Of course, beyond this summary, there are many subtle challenges with dealing with linked data, at the technical level (e.g., how to create the links; how to query the data across platforms), as well as at the organisational level (e.g., what licence to use for the data; how to keep track of provenance and attributions). However, the value of linked data is now appearing clearly as making it easier to work with your and other’s data without the usual technological obstacles and barriers that this implies, as well as creating new possibilities in the way we use data, and the infinite connections that can be created amongst them.

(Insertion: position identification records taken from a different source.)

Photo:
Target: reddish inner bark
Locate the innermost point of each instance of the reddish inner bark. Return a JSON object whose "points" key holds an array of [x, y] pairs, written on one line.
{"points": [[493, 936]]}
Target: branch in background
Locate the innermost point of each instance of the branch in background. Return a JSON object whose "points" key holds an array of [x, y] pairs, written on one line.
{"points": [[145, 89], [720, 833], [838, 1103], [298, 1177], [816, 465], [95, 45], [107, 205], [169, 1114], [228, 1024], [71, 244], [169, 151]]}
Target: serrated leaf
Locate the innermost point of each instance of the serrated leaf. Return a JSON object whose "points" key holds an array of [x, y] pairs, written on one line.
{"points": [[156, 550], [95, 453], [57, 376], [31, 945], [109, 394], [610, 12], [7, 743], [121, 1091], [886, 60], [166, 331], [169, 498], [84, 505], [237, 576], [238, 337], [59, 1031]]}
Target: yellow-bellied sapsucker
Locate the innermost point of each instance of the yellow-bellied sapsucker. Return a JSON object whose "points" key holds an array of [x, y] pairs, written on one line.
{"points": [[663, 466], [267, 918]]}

What linked data is good for
Besides the large, global vision of linked data, its use in an organisation to expose its public information, or even to manage internal data, brings new possibilities that traditional data management models have been notoriously bad at handling: It provides a model for naturally accessible and integrated data. In addition, the graph model it uses offers a level of flexibility that makes it possible to extend and enrich linked data incrementally, without having to reconsider the entire system: there is no system, only individual contributions.

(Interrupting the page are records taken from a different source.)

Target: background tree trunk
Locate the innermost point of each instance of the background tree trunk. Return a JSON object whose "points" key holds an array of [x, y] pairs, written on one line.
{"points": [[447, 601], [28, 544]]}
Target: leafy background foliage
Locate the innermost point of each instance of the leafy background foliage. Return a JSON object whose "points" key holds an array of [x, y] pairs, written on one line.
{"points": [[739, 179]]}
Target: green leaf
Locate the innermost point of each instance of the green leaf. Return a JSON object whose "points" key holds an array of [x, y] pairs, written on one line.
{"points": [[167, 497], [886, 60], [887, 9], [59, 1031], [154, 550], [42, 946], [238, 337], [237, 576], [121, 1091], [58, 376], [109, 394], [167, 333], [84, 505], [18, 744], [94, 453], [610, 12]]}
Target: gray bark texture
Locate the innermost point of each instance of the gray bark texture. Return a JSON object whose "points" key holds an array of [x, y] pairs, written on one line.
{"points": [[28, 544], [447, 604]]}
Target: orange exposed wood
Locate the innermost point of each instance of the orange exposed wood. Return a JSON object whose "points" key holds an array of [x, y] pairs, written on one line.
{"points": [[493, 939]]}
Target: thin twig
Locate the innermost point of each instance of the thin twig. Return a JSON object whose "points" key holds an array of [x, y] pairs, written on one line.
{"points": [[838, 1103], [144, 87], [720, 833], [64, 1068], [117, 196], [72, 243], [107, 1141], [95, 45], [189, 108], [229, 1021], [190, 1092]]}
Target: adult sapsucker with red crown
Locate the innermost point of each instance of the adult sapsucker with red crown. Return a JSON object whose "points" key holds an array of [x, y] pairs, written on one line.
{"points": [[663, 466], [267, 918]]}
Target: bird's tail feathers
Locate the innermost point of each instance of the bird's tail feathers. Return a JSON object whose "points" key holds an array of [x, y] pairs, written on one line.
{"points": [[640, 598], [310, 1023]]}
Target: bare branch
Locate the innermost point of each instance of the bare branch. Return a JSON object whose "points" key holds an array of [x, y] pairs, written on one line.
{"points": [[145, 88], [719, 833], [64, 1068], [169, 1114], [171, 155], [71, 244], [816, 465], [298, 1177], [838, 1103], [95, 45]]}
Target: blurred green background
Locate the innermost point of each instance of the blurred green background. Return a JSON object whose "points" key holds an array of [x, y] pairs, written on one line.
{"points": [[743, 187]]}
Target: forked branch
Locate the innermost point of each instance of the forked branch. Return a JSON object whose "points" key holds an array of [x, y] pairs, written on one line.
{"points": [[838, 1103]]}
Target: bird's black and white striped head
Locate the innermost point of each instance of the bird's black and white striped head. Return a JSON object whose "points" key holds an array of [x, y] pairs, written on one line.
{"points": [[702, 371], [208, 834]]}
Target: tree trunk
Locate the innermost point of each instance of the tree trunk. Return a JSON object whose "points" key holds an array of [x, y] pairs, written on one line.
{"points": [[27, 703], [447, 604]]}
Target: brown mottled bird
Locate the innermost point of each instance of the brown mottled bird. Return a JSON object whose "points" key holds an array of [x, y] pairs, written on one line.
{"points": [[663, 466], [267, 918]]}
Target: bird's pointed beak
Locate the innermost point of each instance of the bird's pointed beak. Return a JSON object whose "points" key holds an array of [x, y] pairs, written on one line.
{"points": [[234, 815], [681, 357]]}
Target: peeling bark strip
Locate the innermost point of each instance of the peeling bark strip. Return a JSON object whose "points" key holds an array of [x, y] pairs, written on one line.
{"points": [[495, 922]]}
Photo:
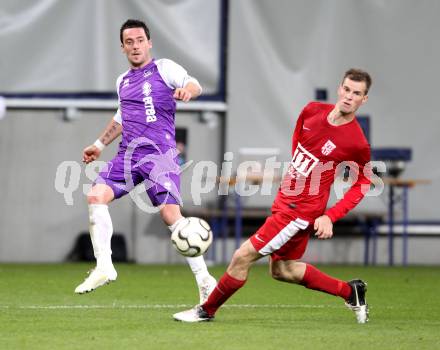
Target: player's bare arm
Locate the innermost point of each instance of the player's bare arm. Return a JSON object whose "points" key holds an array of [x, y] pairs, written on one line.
{"points": [[111, 132], [188, 92], [324, 227]]}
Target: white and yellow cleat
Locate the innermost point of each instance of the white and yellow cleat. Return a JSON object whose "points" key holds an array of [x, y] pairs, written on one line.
{"points": [[96, 279], [206, 287]]}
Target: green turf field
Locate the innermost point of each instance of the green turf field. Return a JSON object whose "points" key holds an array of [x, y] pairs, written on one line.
{"points": [[38, 310]]}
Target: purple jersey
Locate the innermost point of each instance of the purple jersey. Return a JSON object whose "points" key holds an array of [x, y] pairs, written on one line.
{"points": [[146, 104], [147, 151]]}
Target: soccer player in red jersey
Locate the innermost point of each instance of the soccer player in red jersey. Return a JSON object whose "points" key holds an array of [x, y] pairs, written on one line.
{"points": [[325, 139]]}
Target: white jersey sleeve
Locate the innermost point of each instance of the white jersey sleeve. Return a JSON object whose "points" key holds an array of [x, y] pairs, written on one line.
{"points": [[174, 75], [118, 116]]}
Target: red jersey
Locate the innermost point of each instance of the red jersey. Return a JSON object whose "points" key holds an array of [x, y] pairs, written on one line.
{"points": [[319, 150]]}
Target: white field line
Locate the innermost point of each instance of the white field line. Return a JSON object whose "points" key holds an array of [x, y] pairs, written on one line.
{"points": [[164, 306]]}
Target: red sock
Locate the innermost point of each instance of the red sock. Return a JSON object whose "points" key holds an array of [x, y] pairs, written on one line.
{"points": [[226, 286], [317, 280]]}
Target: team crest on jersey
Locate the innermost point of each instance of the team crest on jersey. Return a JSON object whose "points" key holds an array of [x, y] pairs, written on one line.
{"points": [[146, 89], [302, 162], [328, 148]]}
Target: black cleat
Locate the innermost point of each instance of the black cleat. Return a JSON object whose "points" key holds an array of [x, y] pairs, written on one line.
{"points": [[357, 301]]}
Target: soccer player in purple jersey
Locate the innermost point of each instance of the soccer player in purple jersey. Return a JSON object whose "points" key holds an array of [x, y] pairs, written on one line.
{"points": [[147, 153]]}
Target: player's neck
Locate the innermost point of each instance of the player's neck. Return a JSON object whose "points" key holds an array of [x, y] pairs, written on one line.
{"points": [[142, 65], [336, 118]]}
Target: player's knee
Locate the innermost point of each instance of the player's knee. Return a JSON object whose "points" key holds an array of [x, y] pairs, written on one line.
{"points": [[170, 213], [241, 258], [279, 274], [291, 273]]}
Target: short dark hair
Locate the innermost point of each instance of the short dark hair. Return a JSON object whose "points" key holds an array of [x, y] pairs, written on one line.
{"points": [[359, 75], [134, 23]]}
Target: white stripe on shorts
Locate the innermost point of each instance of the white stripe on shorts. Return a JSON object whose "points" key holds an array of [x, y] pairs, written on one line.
{"points": [[283, 236]]}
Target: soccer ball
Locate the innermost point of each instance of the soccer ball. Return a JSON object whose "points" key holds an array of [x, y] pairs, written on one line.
{"points": [[192, 237]]}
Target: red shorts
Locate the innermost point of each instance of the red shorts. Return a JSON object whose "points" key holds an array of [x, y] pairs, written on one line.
{"points": [[282, 237]]}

Within the LUCERO project, we have worked on a number of scenarios and applications demonstrating exactly that: reusing data wherever they come from is becoming almost trivial with the availability of resources such as data.open.ac.uk. One example of this is a small application developed by Fouad Zablith that connects an OpenLearn unit online to the relevant course at the Open University, to podcasts that talk about the same topic and to other OpenLearn Units that have been annotated with the same tags (see below). In principle, that does not sound overwhelming, but in order to realise such an application without linked data would have required integrating data from at least three different systems, each having their own format, modelling, access modes, etc. Linked data makes it possible to abstract from these issues, and to build a lightweight mechanism that fits in a small Web application.
Another example showing how linked data can be used to put together, in a meaningful way, data from very different sources is the application we built as a demonstrator using the Reading Experience Database (see this post on the LUCERO blog). The idea here is that there is a core of institutionally created data, used by researchers to answer questions related to the connection between people, locations and situation, and what they read across time. Through linked data, it is possible to connect such information, previously seating in an isolated database, with other sources of information, enriching the core research data with data for example coming from DBpedia, concerning the people, places and books involved. In addition to opening up the research data with new entry points and new, mostly unintended use, this has the potential to make emerge new research questions that couldn’t be envisioned before.
These two examples demonstrate some key elements of linked data, and how we can take benefit from it by reducing the cost of managing and using our own data, but more importantly, by creating new value out of the connections between previously isolated data. We are still very far from completely understanding what can be achieved with linked data. The simple principles it is based on open up to completely new ways to deal with data, to manage them and to use them.